Hikâyenin merkezinde, kalbinde eski yaralar taşıyan iki insan, Selman ve Banu var. Söyledikleri, kalplerinden geçenler kadar yoğun değil hiçbir zaman. Hiç görmediğimiz bu insanların içinden geçenleri, ağızlarından çıkanlardan daha rahat algılayabilmemiz karakterlerin sessiz çığlıklarını en doğru notalarda attıklarını gösteriyor bize. Kendi çığlıkları arasından sıyrılıp her ikisi de birbirinin sessizliğini ortaya çıkarmak için daha yüksek notalara çıkmaya çalışıyorlar adeta ve belki de eksik parçaları tamamlayabileceklerine inanıyorlar. Ancak, başkasının yerine birini koyarak gerçekten sevebilir miyiz?

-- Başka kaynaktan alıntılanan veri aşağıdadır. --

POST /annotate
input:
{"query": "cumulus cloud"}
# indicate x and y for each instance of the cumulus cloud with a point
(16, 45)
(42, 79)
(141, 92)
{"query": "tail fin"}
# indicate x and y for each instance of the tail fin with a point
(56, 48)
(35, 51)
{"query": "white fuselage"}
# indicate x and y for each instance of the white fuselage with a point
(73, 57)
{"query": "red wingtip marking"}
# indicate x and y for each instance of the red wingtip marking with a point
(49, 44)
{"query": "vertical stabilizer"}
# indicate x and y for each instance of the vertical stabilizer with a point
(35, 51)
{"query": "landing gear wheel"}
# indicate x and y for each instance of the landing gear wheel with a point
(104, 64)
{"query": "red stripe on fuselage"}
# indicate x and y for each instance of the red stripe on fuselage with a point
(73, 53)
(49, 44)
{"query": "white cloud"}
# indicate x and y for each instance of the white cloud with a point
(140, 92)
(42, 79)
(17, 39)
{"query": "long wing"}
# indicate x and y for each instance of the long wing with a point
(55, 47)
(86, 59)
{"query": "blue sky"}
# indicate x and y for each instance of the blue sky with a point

Yoksa bu, sadece kendimizi kandırmanın romantik bir yolu mu?

Devrim, hikâyesini klasik bir aşk anlatısından çok, insanın kendini keşfetme sürecine dönüştürüyor. Karakterlerin iç çatışmaları, neyi neden yaptıklarını sorgulamalarına yol açıyor ki, bu da biz okurları sadece okumaktan alıkoyup hikâyenin içerisindeki parçaları bir araya getirmemiz için adeta fişekliyor.

Yazarın dili zaman zaman melankolik, yer yer şiirsel ama asla yapay değil. Gündelik hayatta sıkça kulağımıza gelebilecek cümlelerden telefon kilidimizi açtığımızda ilk gözümüze çarpan uygulamalara dek her birimizin en az birkaç kez “Aynı ben bu ya!” diyerek sayfaları bitirebileceği alanlar oldukça fazla. Gerçekçi diyaloglar, karakterleri daha da sahici kılıyor. Bazı bölümlerde yazar fazlasıyla içsel yolculuğa dalıyor olsa da bu detaylar karakterleri daha iyi anlamamıza yardımcı oluyor.

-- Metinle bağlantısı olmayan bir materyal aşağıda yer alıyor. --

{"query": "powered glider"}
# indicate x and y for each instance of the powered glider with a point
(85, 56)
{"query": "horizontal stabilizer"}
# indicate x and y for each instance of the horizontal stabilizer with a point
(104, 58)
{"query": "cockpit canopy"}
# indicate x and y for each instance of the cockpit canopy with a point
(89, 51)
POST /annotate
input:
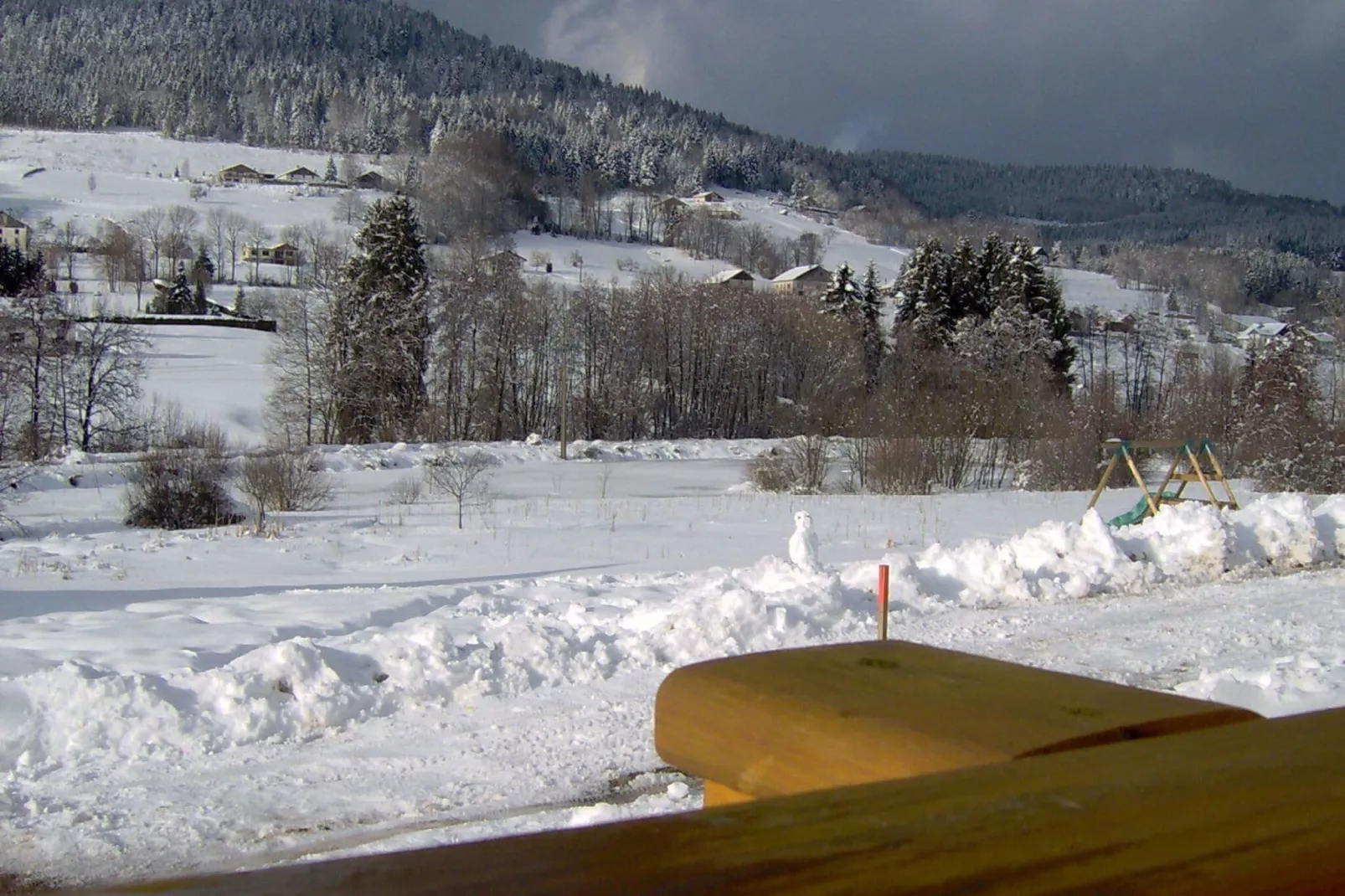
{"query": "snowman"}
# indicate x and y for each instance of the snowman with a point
(803, 543)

Belki de bunu yapması karakterlerin aşırı olmayıp, her beş evden belki de ikisinde bulunabilecek duygu hallerinde olmalarından kaynaklanıyor olabilir. Bu sadelik ve dolayısıyla okura yansıtılan yakınlık hissi, söz konusu olayları daha rahat bir şekilde tezahür edebilmemizi sağlıyor. Karakterlerin hiçbirinde aşırılık olmamasına rağmen her birinin içinde hissettiklerini tuhaftır ki sanki gözümüze sokuluyormuşçasına içselleştirebiliyoruz.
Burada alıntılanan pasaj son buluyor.